Bir diğer yaratamamanın eşiğindeki Hollywood yazarı Kaufmann'ın durumu da kötüdür; bu göbekli, iri kıyım arkadaş ise şizofreniye bağlamıştır; ruhunu satıp ticari filmlere mi imza atsın, yoksa fakir ama onurlu mu yaşasın karar verememekte, birinden ötekine salınmaktadır...
Ben yapılan tetkiklerde Barton Fink sendromu çıktım. Ve kafayı dağıtmak, istirahat etmek için Ege sahillerine gönderildim. Aile fertlerinin bazı sabote edici davranışlarına rağmen bir miktar rahatlayabildim. Ve hatta Deniz Seki'nin kol çapına erişmeme birkaç milim kalmışken beni gören amcam 11 dev adamın antrenörüymüşcesine olaya el attı, beni rejime soktu. Paralelde insana ana rahmindeki huzuru hissettiren Ege sularında attığım kulaçlar ve seksi, enerjik, bombastik reggaeton şarkıları*** eşliğinde salladığım elmalar, kavunlar işe yaradı; tastamam 3 kilo verdim. Şeytanın bacağını kırmıştım en sonunda. Aradan bir iki gün geçti geçmedi şeytanı gördüm sokağın başında, ayağı alçıda. Mahallenin köpeklerini toplamış, fısıltıyla birşeyler anlatıyordu. Çok geçmeden çıktı kokusu; Amcam "arabam" dediği bisikletinin tepesinde çarşıya inerken mamahallelinin dost diye bildiği köpekleri amcama saldırdı ve içlerinden en andavalı amcamın poposunu ısırdı. Şeytan öcünü yaşam koçu amcamdan almıştı.****
Diyeceğim o ki bu tatil bana yaradı. Ama rejim ve reggaeton ve amcamla oluşturduğumuz voltrana bir halka daha eklenmesi gerekiyormuş tekrar yazabilmem için. Peki kimdi bu zincirin son halkası?

AZ SONRA...

*Coen Biraderlerin 1991 yapımı filmi
** Spike Jonze'un 2002 yapımı filmi
***İnsanı pıt atmışcasına uçuran bu şarkılara bir örnek vermek istiyorum: 

http://www.youtube.com/watch?v=e6_uyho-wnI

****Malesef bu olay gerçekten yaşanmıştır. Ama aşılarını yaptıran amcam çok şükür kudurmadı. Yalnız ben olayı ifşa ettiğim için muhtemelen şu an sinirden deliye döndü. ay lav yu Mr. Tinti:)

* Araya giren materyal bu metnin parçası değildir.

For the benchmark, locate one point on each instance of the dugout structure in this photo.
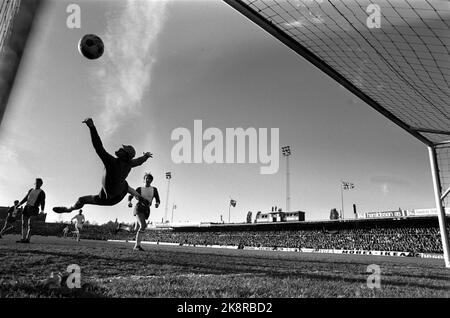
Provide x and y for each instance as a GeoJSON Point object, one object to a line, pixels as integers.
{"type": "Point", "coordinates": [392, 54]}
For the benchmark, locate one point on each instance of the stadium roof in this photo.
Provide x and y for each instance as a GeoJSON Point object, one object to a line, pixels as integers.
{"type": "Point", "coordinates": [402, 68]}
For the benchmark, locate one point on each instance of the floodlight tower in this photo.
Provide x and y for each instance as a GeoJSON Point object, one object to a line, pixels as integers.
{"type": "Point", "coordinates": [168, 177]}
{"type": "Point", "coordinates": [286, 151]}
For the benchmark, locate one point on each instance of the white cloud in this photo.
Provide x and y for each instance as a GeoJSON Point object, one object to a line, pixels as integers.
{"type": "Point", "coordinates": [126, 67]}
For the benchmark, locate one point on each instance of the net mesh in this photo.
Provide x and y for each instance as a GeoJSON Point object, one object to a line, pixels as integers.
{"type": "Point", "coordinates": [8, 10]}
{"type": "Point", "coordinates": [404, 65]}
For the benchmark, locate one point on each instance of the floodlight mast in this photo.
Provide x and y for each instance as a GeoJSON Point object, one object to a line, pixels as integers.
{"type": "Point", "coordinates": [303, 51]}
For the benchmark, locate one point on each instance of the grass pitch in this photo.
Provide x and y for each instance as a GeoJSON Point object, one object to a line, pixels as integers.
{"type": "Point", "coordinates": [114, 270]}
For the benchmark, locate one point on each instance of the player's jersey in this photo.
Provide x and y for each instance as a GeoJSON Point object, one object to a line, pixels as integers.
{"type": "Point", "coordinates": [148, 193]}
{"type": "Point", "coordinates": [79, 220]}
{"type": "Point", "coordinates": [15, 212]}
{"type": "Point", "coordinates": [33, 197]}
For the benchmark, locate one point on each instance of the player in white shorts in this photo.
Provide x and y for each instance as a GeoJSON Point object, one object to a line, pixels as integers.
{"type": "Point", "coordinates": [79, 221]}
{"type": "Point", "coordinates": [142, 208]}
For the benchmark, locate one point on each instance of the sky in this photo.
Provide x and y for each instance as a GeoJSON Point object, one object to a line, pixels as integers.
{"type": "Point", "coordinates": [169, 63]}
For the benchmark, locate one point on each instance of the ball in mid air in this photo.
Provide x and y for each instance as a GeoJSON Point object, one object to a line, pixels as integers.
{"type": "Point", "coordinates": [91, 46]}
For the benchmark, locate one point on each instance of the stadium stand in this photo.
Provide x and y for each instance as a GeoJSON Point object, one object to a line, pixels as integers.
{"type": "Point", "coordinates": [417, 234]}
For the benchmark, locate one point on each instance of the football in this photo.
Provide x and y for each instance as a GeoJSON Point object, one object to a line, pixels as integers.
{"type": "Point", "coordinates": [91, 46]}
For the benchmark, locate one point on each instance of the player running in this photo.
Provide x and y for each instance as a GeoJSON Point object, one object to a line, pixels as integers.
{"type": "Point", "coordinates": [142, 208]}
{"type": "Point", "coordinates": [79, 221]}
{"type": "Point", "coordinates": [114, 184]}
{"type": "Point", "coordinates": [34, 198]}
{"type": "Point", "coordinates": [66, 231]}
{"type": "Point", "coordinates": [12, 214]}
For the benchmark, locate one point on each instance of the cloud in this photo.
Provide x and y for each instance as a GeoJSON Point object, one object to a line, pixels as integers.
{"type": "Point", "coordinates": [131, 41]}
{"type": "Point", "coordinates": [387, 180]}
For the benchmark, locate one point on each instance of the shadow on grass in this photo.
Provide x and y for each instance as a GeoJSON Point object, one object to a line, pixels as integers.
{"type": "Point", "coordinates": [234, 264]}
{"type": "Point", "coordinates": [35, 290]}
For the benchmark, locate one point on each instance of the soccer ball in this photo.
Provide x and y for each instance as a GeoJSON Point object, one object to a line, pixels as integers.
{"type": "Point", "coordinates": [91, 46]}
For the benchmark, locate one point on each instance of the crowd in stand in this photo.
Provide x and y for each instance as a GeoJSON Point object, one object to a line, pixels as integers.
{"type": "Point", "coordinates": [402, 239]}
{"type": "Point", "coordinates": [426, 240]}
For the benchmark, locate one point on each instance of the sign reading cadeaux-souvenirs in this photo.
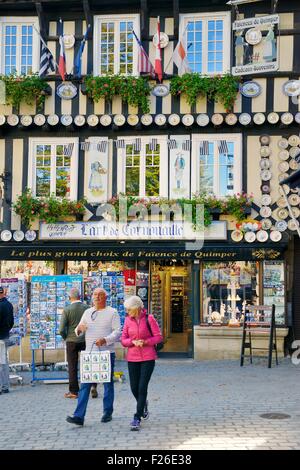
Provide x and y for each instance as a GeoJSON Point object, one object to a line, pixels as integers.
{"type": "Point", "coordinates": [49, 297]}
{"type": "Point", "coordinates": [179, 167]}
{"type": "Point", "coordinates": [256, 45]}
{"type": "Point", "coordinates": [97, 170]}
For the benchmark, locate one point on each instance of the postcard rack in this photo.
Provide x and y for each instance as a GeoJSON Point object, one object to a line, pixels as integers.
{"type": "Point", "coordinates": [259, 321]}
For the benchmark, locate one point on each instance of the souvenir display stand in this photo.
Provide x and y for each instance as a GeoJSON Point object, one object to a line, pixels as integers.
{"type": "Point", "coordinates": [49, 297]}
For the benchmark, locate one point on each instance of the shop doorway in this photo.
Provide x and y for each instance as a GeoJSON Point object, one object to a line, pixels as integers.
{"type": "Point", "coordinates": [170, 298]}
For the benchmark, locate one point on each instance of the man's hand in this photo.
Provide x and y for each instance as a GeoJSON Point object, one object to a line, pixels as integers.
{"type": "Point", "coordinates": [101, 342]}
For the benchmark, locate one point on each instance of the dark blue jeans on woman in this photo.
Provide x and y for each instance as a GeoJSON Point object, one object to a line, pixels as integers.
{"type": "Point", "coordinates": [108, 398]}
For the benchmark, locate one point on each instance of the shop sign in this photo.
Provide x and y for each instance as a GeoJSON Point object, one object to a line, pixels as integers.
{"type": "Point", "coordinates": [134, 230]}
{"type": "Point", "coordinates": [256, 47]}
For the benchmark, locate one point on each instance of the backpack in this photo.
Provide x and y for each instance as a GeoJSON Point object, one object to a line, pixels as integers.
{"type": "Point", "coordinates": [158, 346]}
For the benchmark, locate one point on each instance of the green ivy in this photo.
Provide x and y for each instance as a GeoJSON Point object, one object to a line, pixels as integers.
{"type": "Point", "coordinates": [220, 88]}
{"type": "Point", "coordinates": [134, 91]}
{"type": "Point", "coordinates": [28, 89]}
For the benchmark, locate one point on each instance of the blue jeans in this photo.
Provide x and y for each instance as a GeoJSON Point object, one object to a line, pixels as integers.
{"type": "Point", "coordinates": [108, 398]}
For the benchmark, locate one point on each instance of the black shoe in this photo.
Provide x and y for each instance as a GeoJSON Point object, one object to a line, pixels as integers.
{"type": "Point", "coordinates": [75, 420]}
{"type": "Point", "coordinates": [105, 418]}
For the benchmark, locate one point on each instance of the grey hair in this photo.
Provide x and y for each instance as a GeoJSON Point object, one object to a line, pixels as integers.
{"type": "Point", "coordinates": [133, 302]}
{"type": "Point", "coordinates": [74, 293]}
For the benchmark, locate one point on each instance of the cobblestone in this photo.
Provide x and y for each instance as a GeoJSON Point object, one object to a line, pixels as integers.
{"type": "Point", "coordinates": [193, 405]}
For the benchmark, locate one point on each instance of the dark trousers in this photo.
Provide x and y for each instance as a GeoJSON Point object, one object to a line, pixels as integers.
{"type": "Point", "coordinates": [73, 350]}
{"type": "Point", "coordinates": [139, 376]}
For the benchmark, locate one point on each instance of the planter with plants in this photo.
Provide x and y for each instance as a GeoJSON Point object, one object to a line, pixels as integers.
{"type": "Point", "coordinates": [29, 89]}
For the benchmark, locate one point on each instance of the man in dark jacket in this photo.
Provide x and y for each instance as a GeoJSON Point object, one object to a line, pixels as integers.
{"type": "Point", "coordinates": [6, 324]}
{"type": "Point", "coordinates": [69, 321]}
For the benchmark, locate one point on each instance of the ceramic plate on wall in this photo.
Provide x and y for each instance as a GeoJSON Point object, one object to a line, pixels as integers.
{"type": "Point", "coordinates": [259, 118]}
{"type": "Point", "coordinates": [265, 139]}
{"type": "Point", "coordinates": [266, 224]}
{"type": "Point", "coordinates": [275, 236]}
{"type": "Point", "coordinates": [202, 120]}
{"type": "Point", "coordinates": [281, 225]}
{"type": "Point", "coordinates": [273, 118]}
{"type": "Point", "coordinates": [284, 155]}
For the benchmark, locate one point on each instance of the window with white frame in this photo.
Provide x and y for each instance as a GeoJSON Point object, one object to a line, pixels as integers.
{"type": "Point", "coordinates": [53, 167]}
{"type": "Point", "coordinates": [207, 38]}
{"type": "Point", "coordinates": [217, 164]}
{"type": "Point", "coordinates": [144, 168]}
{"type": "Point", "coordinates": [19, 45]}
{"type": "Point", "coordinates": [115, 49]}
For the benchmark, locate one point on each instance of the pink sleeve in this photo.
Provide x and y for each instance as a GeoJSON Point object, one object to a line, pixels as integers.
{"type": "Point", "coordinates": [126, 341]}
{"type": "Point", "coordinates": [156, 334]}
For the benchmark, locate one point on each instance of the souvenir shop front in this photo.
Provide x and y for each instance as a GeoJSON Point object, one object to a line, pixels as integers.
{"type": "Point", "coordinates": [198, 297]}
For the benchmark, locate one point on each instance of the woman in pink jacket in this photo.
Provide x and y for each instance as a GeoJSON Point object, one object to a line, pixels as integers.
{"type": "Point", "coordinates": [141, 354]}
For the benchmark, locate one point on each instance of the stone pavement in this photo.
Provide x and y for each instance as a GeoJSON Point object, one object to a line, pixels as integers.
{"type": "Point", "coordinates": [193, 405]}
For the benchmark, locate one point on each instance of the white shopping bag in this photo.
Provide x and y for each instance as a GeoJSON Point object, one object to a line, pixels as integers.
{"type": "Point", "coordinates": [95, 367]}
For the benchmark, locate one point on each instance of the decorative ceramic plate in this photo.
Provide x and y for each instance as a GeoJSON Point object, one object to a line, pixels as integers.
{"type": "Point", "coordinates": [281, 202]}
{"type": "Point", "coordinates": [250, 89]}
{"type": "Point", "coordinates": [259, 118]}
{"type": "Point", "coordinates": [133, 119]}
{"type": "Point", "coordinates": [245, 119]}
{"type": "Point", "coordinates": [283, 143]}
{"type": "Point", "coordinates": [282, 176]}
{"type": "Point", "coordinates": [26, 120]}
{"type": "Point", "coordinates": [253, 36]}
{"type": "Point", "coordinates": [275, 236]}
{"type": "Point", "coordinates": [273, 118]}
{"type": "Point", "coordinates": [266, 200]}
{"type": "Point", "coordinates": [265, 175]}
{"type": "Point", "coordinates": [202, 120]}
{"type": "Point", "coordinates": [265, 151]}
{"type": "Point", "coordinates": [146, 119]}
{"type": "Point", "coordinates": [294, 152]}
{"type": "Point", "coordinates": [164, 40]}
{"type": "Point", "coordinates": [18, 235]}
{"type": "Point", "coordinates": [294, 165]}
{"type": "Point", "coordinates": [262, 236]}
{"type": "Point", "coordinates": [174, 119]}
{"type": "Point", "coordinates": [6, 235]}
{"type": "Point", "coordinates": [231, 119]}
{"type": "Point", "coordinates": [119, 120]}
{"type": "Point", "coordinates": [294, 200]}
{"type": "Point", "coordinates": [291, 88]}
{"type": "Point", "coordinates": [265, 212]}
{"type": "Point", "coordinates": [237, 235]}
{"type": "Point", "coordinates": [105, 120]}
{"type": "Point", "coordinates": [294, 140]}
{"type": "Point", "coordinates": [292, 225]}
{"type": "Point", "coordinates": [250, 237]}
{"type": "Point", "coordinates": [265, 139]}
{"type": "Point", "coordinates": [281, 225]}
{"type": "Point", "coordinates": [217, 119]}
{"type": "Point", "coordinates": [188, 120]}
{"type": "Point", "coordinates": [265, 189]}
{"type": "Point", "coordinates": [160, 119]}
{"type": "Point", "coordinates": [287, 118]}
{"type": "Point", "coordinates": [53, 119]}
{"type": "Point", "coordinates": [93, 120]}
{"type": "Point", "coordinates": [296, 212]}
{"type": "Point", "coordinates": [30, 235]}
{"type": "Point", "coordinates": [266, 224]}
{"type": "Point", "coordinates": [284, 155]}
{"type": "Point", "coordinates": [265, 164]}
{"type": "Point", "coordinates": [13, 120]}
{"type": "Point", "coordinates": [283, 166]}
{"type": "Point", "coordinates": [282, 213]}
{"type": "Point", "coordinates": [79, 120]}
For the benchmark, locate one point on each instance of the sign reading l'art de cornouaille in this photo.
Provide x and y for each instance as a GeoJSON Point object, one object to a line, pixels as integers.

Ben ufaktan kaçayım iyisi mi.











Saturday, September 6, 2014

Sağlam Kafa, Sağlam Vücut ve Reggaetonun Gizli Çekiciliği

Tatil modu süper! Minimal bir yaşamın da mümkün olduğunu tekrar görüyor insan. Koca bir yılın maksimum sadece iki haftasını tatil modunda geçirdiği için şehirli ve kurumsal hafıza galip geliyor olsa gerek. Oysa gerekli malzemeler hepi topu şort, tişört, parmak arası terlik... Şehirden getirdiğin onca kıyafet taşınması ayrı, yerleştirilmesi, toplanması ayrı birer eziyet, birer külfet.
Ayrıca denklem basit; temiz hava, bol gıda ve sağlam kafa sağlam vücutta bulunur... Bu son önerme (sağlam kafa ve vücut birlikteliği) Atatürk'ün sözü sanıyordum ama şimdi internetten 'biraz' baktım; bildiğin kımız içip at üstünde ordan oraya seğirten atalarımızın sözüymüş. Bir de seksist dil burada yine karşımızda; hayır neden 'ATA'sözü? Analar pısmış, oturmuşlar mı? Hiç mi bir laf etmemişler? İnsanoğlu, bilimadamı, atasözü... Getirin kadın argosu sözlüğünü; birkaç küfür edicem bu ahval ve şeraite...
işte zeki, çevik ve ahlaklı sporcu kardeşlerim; kafayı sağlam tutmak için yola koyuldum. Birçoğunuza ve hatta neredeyse tüm Türkiye'ye ramazan davulcuları aracılığıyla duyurduğum zayıflamamın dayınılmaz gerekliliği sorunsalı üzerine parasını bastırıp aldığım spotify programını efektif kullanarak Dj Ezguita listesi oluşturdum. ve şu sıralar en gözde şarkılarım benim seksi, kıvrak, estetik reggaetonlarım!
Reggaeton nedir, kaça ayrılır, ne solunumu yapar? vs gibi sorularınız için bakınız:
http://tr.wikipedia.org/wiki/Reggaeto

Kulaklıklarımı takıp listedeki şarkıları dinlediğimde dağılıyor kem düşünceler, elem ve keder. Vücut salınmaya başlıyor nadide ve zarif hareketlerle.
Bir de bu dansın piri bir kadın dansçı keşfettim, kendi kendime analar neler doğruyor dedim, atalar avare avare at üstünde seğirtirken. İşte karşınızda Inga Fomihykh! Aç parantez; İşin enteresan tarafı dans latin kökenli, grup Kübalı olmasına rağmen Inga apla Rus. Kapa parantez.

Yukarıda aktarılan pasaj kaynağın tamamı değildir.